INDUSTRIAL RELATIONS ACTS, 1946 TO 1990
SECTION 26(1), INDUSTRIAL RELATIONS ACT, 1990
WESSEL ENERGY CABLES
(REPRESENTED BY THE IRISH BUSINESS AND EMPLOYERS' CONFEDERATION)
- AND -
SERVICES INDUSTRIAL PROFESSIONAL TECHNICAL UNION
Chairman: Mr Flood
Employer Member: Mr Keogh
Worker Member: Ms Ni Mhurchu
1. Company proposal to subcontract work.
2. The Company is employed in the manufacture and distribution of energy cables for export. There are currently 2 wood machinists involved in the repair of timber spools (drums) which the cable is coiled around. The drums are returned to the Company by customers and, when necessary, repaired for re-use. In mid 1997, a U.K. company called CDR offered to repair the drums in the U.K. and also supply new drums. As a result, the Company only now needs 1 wood machinist in its Finglas drum shop.
The dispute concerns the proposed contracting-out of the repair of the drums and the consequential re-deployment of 1 wood machinist.
On the 20th of August, the Company informed the Union that it would be taking in repaired drums on a month's trial. The Union was not agreeable to this and the Company stopped bringing in the repaired drums. During negotiations, 2 options were proposed for the worker who was to be re-deployed:
(A) Transfer to a single shift day-job personal to the holder in the dispatch area
(B) A redundancy settlement package of £48,000 to be made available if option (A) is not acceptable
The offer was rejected by the wood machinists.
The dispute was referred to the Labour Relations Commission and a conciliation conference took place on the 10th of November, 1997. As the parties did not reach agreement, the dispute was referred to the Labour Court on the 25th of November, 1997, in accordance with Section 26(1) of the Industrial Relations Act, 1990. A Labour Court hearing took place on the 8th of December, 1997.
3. 1. Contracting out is normally negotiated as a specific productivity/flexibility measure and is provided for in a company/union agreement. Clause 11 in the 1991 agreement deals with changes in work practices but does not provide a facility for contracting-out. If the Company was to impose a change in the agreement without consultation it would have far reaching implications.
2. The 2 workers concerned have been employed as wood machinists for 29 years and 34 years respectively. Re-deployment for them would result in a loss of status and profound re-adjustment. Alternative employment cannot be regarded as suitable.

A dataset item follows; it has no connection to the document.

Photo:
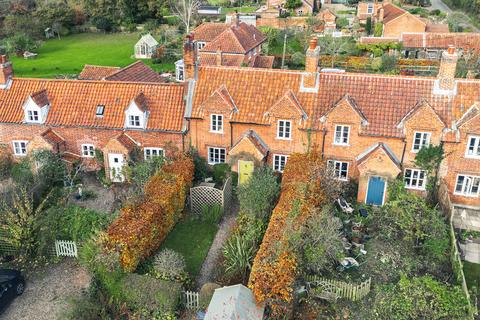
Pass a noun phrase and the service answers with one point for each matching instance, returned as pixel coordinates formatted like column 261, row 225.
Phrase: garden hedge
column 141, row 227
column 274, row 268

4. 1. The Company is involved in a very competitive business. It must do everything it can to minimise costs. The new arrangement with the U.K. company CDR) will make for a more efficient operation. The Company has tried to minimise the effect on the 2 workers concerned. Nobody is being made redundant. The worker who does move will be working a day job, not shift work. The Company has contracted out work in the past.

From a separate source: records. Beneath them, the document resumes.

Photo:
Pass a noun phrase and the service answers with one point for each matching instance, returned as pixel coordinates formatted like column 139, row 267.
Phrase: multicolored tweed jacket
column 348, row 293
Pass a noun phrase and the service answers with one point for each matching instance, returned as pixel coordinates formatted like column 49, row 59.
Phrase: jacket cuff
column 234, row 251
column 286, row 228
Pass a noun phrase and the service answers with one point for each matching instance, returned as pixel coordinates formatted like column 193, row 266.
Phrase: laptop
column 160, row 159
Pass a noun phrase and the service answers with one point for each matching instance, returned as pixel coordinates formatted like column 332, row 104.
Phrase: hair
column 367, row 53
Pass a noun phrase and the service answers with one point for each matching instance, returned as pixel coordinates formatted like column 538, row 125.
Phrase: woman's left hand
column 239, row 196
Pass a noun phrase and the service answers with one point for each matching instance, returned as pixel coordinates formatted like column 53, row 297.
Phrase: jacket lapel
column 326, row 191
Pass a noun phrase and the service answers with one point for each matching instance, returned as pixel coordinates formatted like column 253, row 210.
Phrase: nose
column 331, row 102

The Court is of the view that resolution of this issue has not been helped by the lack of consultation and information exchange.
As the parties have indicated that it has been possible in the past to reach agreement on change issues, the Court recommends that they commence discussions immediately on Company proposals. These discussions to be completed by the 23rd of January, 1998. If the parties fail to reach agreement the Court will, on request, make a definitive Recommendation.
Signed on behalf of the Labour Court
22nd December, 1997______________________
Enquiries concerning this Recommendation should be addressed to Ciaran O'Neill, Court Secretary.